There are 3 common types of licensing by Microsoft – OEM, FPP and OLP. Here are the differences with pros and cons of each. Do feel free to ask questions if you have any through our contact form. Our team would be happy to help you choose which software is suitable for you or your organization.

OEM – Original Equipment Manufacturer

Most major computer or notebook vendor such as Lenovo and HP will bundle operating system license together with their products. This ‘bundled’ license is called OEM. Clone PCs will require users to purchase the ‘OEM’ license at the same time when purchasing a new ‘do-it-yourself’ PC (clone PC).

Technically, customers are not allowed to purchase OEM licenses without purchasing a new PC or notebook together. However, customers may purchase OEM Microsoft Office license within 60 days of purchase of a new PC or notebook.

Pros:

– OEM Licenses are the cheapest among the licenses.

Cons:

– Licenses cannot be transferred between computers. If the computer is discarded, the license will have to be discarded as well.

FPP – Full Pack (or Retail Pack)

Full Pack (FPP) is usually available in a ‘shrink-wrapped’ box that is available ‘over the counter’ for individual purchase. Customers can buy these licenses individually. Typically, this license is required to legalize an ‘unlicensed’ PC or notebook that is more than 60 days old. This is the most expensive form of licensing and only recommended for users who require less than 5 units of licenses.

Pros:

– Legalize and authorize unlicensed (pirated) software;
– Available in single units;
– Licensed to use in an existing PC that does not have any prior license;
– Licenses can be transferred in 90 days.

Cons:

– Costs about double the price of an OEM license.

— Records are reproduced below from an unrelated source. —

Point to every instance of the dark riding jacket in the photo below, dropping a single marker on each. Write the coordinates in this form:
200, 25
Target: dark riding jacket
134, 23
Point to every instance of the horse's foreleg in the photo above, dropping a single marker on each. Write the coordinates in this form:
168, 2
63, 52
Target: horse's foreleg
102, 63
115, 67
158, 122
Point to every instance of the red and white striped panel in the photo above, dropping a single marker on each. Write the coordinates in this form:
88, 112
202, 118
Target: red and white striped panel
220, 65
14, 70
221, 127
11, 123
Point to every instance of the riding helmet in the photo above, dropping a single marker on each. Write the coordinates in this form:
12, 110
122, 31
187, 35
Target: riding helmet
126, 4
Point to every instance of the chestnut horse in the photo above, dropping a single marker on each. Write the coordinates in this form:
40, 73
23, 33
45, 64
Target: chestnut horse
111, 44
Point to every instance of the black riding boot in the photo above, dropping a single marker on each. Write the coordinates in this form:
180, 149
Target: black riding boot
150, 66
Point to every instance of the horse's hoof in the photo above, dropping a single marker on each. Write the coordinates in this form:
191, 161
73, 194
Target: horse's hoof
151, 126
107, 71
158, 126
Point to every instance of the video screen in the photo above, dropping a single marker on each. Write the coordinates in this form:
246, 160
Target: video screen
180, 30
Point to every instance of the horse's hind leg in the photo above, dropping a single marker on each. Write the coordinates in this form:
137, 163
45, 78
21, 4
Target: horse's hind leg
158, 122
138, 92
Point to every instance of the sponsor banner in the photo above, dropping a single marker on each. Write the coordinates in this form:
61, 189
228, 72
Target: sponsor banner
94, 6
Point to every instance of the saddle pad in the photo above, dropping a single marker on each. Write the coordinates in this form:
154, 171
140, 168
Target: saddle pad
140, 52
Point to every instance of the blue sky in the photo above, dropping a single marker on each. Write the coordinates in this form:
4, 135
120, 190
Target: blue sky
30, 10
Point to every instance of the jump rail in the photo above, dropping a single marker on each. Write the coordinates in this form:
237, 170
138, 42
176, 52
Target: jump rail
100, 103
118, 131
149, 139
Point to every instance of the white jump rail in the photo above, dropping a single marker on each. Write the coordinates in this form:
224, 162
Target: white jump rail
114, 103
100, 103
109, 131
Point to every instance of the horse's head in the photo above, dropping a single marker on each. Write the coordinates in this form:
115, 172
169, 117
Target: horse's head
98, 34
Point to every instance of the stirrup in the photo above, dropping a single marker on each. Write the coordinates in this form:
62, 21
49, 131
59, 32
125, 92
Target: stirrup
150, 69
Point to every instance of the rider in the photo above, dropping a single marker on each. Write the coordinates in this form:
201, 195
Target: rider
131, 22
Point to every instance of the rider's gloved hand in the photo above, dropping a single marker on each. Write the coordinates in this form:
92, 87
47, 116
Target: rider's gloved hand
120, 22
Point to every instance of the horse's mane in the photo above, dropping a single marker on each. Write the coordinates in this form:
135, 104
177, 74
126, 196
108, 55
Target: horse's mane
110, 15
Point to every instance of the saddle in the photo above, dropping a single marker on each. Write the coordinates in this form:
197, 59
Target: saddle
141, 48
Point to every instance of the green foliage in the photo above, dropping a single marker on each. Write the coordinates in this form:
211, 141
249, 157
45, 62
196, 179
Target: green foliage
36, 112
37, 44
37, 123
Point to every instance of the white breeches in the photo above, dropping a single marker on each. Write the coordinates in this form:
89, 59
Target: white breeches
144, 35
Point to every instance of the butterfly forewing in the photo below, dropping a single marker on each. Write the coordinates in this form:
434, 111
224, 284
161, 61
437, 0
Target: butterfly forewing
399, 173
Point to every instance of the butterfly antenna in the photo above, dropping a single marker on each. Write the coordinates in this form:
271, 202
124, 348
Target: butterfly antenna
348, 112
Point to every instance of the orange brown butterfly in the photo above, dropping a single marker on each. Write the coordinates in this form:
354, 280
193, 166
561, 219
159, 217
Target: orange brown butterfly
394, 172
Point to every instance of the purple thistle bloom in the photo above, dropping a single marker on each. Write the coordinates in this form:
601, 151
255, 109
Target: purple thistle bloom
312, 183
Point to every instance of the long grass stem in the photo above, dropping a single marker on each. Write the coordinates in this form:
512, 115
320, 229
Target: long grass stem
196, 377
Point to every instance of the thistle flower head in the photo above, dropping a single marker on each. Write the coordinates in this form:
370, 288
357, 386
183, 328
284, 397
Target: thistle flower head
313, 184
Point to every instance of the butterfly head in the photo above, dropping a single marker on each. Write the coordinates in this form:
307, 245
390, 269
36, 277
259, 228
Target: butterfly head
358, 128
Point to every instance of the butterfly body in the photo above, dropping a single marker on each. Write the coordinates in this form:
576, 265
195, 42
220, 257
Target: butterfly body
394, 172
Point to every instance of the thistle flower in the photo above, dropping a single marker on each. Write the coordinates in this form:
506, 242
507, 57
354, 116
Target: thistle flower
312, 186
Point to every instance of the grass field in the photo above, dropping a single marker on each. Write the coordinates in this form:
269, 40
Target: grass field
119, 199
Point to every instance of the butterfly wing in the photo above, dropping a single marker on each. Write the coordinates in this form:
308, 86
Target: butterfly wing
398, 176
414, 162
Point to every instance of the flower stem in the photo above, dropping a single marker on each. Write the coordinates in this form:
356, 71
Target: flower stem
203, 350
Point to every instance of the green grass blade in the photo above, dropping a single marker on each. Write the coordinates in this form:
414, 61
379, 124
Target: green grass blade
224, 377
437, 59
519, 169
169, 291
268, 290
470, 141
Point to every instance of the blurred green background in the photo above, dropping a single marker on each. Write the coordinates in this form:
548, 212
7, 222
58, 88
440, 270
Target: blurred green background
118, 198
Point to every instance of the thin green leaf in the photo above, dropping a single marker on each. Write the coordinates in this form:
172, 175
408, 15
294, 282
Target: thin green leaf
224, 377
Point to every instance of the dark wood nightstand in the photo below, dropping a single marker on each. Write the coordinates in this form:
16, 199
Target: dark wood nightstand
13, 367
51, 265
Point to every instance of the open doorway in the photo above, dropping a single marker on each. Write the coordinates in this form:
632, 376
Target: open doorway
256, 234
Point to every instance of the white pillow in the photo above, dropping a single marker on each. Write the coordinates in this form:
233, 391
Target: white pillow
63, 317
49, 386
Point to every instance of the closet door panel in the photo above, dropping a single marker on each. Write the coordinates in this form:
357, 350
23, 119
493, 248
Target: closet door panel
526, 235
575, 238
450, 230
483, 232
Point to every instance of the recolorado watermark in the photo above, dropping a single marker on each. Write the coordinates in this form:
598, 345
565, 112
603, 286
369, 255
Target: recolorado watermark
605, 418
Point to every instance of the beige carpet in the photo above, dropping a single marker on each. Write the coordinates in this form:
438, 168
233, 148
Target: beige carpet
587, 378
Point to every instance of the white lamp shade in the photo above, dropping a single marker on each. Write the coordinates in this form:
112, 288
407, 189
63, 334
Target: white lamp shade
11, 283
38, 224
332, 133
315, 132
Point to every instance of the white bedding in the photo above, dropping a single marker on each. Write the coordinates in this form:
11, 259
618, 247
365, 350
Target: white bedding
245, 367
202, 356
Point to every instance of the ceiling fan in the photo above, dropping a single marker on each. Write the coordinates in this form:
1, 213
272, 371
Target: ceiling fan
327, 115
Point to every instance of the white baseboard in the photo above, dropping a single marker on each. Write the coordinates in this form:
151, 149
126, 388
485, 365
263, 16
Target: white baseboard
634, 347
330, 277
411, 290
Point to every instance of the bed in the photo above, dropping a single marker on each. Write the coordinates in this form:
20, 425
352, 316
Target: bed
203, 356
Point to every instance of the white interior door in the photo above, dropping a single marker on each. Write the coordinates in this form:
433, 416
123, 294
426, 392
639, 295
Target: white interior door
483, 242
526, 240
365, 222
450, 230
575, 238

OLP – Open License / Value License / Volume License

Available only with a minimum of 5 units Open License on first purchase. This can be a mix of different products. The license is perpetual (no expiry) and belongs to the company, not the computer or notebook. Therefore it is transferable between PCs and even between companies.

Pros:

– License can be transferred from old PCs to new PCs (with no version upgrade). Therefore, newly purchased PCs does not require the purchase of new OEM licenses;
– Makes licensing management easier paper license instead of physically handling large volume of CDs and booklets.

Cons:

– Costs almost double than OEM;
– Licenses are perpetual but users are stuck with the same version ‘forever’ even after new versions and updates are released. This can be avoided by purchasing ‘Software Assurance’ which is renewed annually.